Movimentos de mulheres buscam práticas políticas mais descentralizadas

Da Redação 

As mulheres ganharam as ruas pelo mundo. As marchas das vadias, das margaridas, além dos protestos que, anualmente, marcam o 8 de março, Dia Internacional da Mulher, mobilizam, no Brasil, contingentes cada vez maiores de participantes interessadas na reinvenção das práticas políticas e do ativismo feminista e nas inovações democráticas como a implementação dos mandatos coletivos.

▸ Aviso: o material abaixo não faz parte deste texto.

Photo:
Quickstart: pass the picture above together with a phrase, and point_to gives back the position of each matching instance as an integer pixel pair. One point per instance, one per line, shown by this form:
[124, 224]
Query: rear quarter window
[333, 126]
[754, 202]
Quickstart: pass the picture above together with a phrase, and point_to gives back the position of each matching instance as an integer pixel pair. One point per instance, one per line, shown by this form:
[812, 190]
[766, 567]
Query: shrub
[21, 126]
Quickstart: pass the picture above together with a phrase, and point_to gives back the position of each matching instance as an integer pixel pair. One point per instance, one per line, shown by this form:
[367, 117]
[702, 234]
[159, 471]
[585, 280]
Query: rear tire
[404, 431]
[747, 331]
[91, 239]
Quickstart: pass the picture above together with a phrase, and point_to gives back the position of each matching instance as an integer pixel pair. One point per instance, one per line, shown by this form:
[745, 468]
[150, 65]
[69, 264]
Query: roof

A professora e coordenadora do Núcleo de Estudos e Pesquisas sobre a Mulher (Nepem), da Universidade Federal de Minas Gerais (UFMG), Marlise Matos, diz que, hoje, é preciso falar em feminismos no plural.

Ela afirma, no entanto, que existe ampla conexão entre os movimentos e há pautas compartilhadas como o enfrentamento ao assédio, a descriminalização do aborto, o acesso aos direitos reprodutivos.

Contudo, a pesquisadora é enfática ao dizer que esses movimentos vêm se transformando desde o surgimento do que ela considera ser a 4ª onda feminista. Marlise explica que, a partir de 2000, se tem a institucionalização das pautas feministas pelo Estado.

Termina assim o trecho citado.